Usually yes, once we've identified the diagnosis and you've a written summary of our findings. With your consent we write to your NHS GP requesting shared care — they typically continue NHS-priced prescriptions for licensed antihistamines, nasal sprays and eye drops long-term. For adrenaline auto-injectors specifically, both NHS and private treatments are available depending on your circumstances.

I've already had IgG food sensitivity testing — should I bring the results?

You're welcome to bring them, but we'll talk you through the clinical limitations. IgG food sensitivity testing isn't recommended by BSACI, EAACI (European Academy of Allergy and Clinical Immunology), AAAAI (American academy) or the NHS — the consensus is that high IgG levels against food are a normal response to eating that food, not a marker of intolerance or disease. We'd typically suggest setting those results aside and starting with a fresh symptom-history workup.

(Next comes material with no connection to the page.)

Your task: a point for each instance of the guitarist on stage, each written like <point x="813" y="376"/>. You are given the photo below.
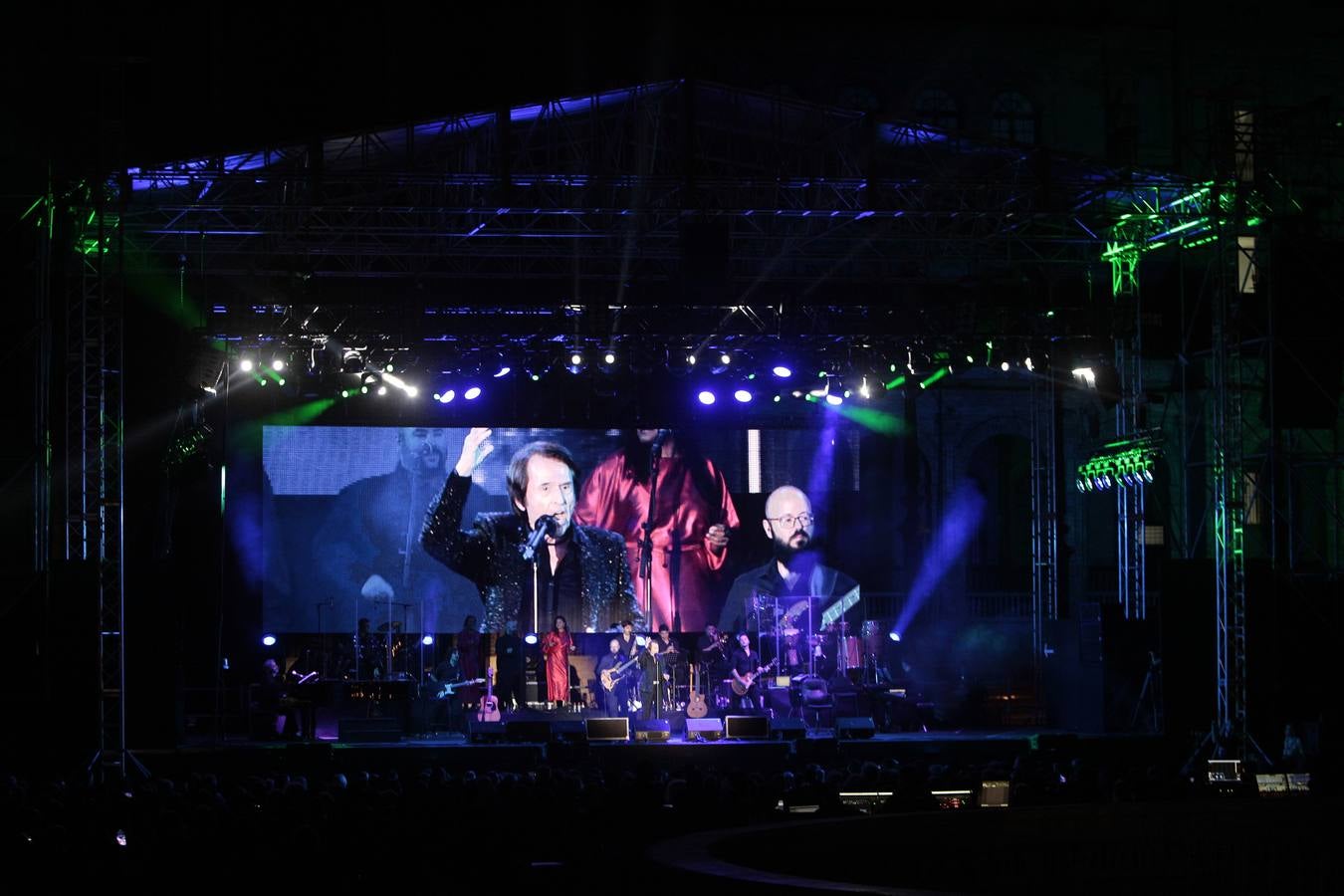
<point x="746" y="666"/>
<point x="615" y="699"/>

How quickly can I be seen?

Most allergy consultations are available within the same week. For urgent concerns (recent severe reaction, new-onset facial swelling, suspected drug reaction) call 020 7916 0029 and we'll try to fit you in sooner. For active anaphylaxis or rapidly progressive symptoms, A&E is the right place — not us.

I had a one-off severe reaction years ago and never knew what caused it.

This is a relatively common scenario — "idiopathic" reactions where no clear trigger was identified. We'd take a careful history of the reaction, the meal and environment beforehand, and any subsequent suspected episodes. Testing can sometimes narrow this down, but a one-off historical event without further reactions often remains "cause unknown" even after testing.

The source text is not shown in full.